Sayed was the son of working-class parents. A gifted student, he was attending one of the country’s public universities while working as a tutor to support his family. People like Sayed, for whom civil service jobs are one of the few routes available to move up the social ladder, were on the front lines of the protests. More well-to-do students went to private universities and had other options: going abroad, working plush corporate jobs, joining family businesses or even becoming entrepreneurs. And yet many of these more privileged students also joined the protests. Bangladeshis had had enough.
Having spent time in the streets throughout my career as a journalist, and having reported on the student movements since 2018, I had some street cred. I had met some of the students when I was jailed in 2018 for the crime of “instigating the ongoing movement.” I had sheltered some of them this summer during the most intense violence and visited others, many of whom had been tortured by security forces, in the hospital, I had become a mentor of sorts.
Yes, I was expecting the government to fall, but I never thought it would happen this quickly. In the vacuum left after the prime minister’s departure, the students who had earlier been persecuted by the police took to policing the streets themselves. They steered the formation of the interim government, inviting Muhammad Yunus, Bangladesh’s celebrated Nobel Peace Prize laureate, to lead.
Yunus accepted, and following some backdoor negotiations with the military, two students joined the interim government. If there was any worry that their newfound power might go to their heads, the students themselves formed a watchdog body to oversee the new government.
Less than a month old, Bangladesh’s new cabinet is made up of respected citizens with zero preparation. They are sailing in uncharted waters. Few have either the political or administrative experience needed to steer us. The problems ahead are enormous. Even a more experienced cabinet would have had problems meeting Bangladeshis’ extremely high expectations. Welcome to the youthquake known as the Monsoon Revolution.

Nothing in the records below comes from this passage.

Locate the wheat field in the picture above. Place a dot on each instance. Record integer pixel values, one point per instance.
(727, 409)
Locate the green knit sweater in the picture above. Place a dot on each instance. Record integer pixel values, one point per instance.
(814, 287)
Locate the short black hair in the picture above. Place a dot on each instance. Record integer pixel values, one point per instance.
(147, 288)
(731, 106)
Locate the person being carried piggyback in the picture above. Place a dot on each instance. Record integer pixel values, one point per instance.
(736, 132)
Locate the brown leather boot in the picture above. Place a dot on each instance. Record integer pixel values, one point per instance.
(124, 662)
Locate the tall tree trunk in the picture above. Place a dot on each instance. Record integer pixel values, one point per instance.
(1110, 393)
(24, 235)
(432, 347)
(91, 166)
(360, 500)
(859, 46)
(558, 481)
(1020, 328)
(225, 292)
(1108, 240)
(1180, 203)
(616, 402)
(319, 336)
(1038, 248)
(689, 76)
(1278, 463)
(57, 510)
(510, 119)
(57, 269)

We are living day-to-day. As we rejoice at the arrest of each fleeing general or minister, we agonize over the possibility that they will be denied basic due process — that we will recreate the crimes of the former regime. We must shed this leftover culture quickly.
We watch. We wait. There are hopeful signs. The country was hit by devastating floods last month, and the extraordinary outpouring of support for student-organized relief campaigns is encouraging. The interim government has also taken steps to bring an end to the culture of enforced disappearances — primarily against governmental critics — that characterized Hasina’s rule.
Only time will determine whether the blood spilled on Bangladeshi streets this summer will result in lasting change or whether it will simply be a seasonal shift, a monsoon that disappears with the movement of the sun.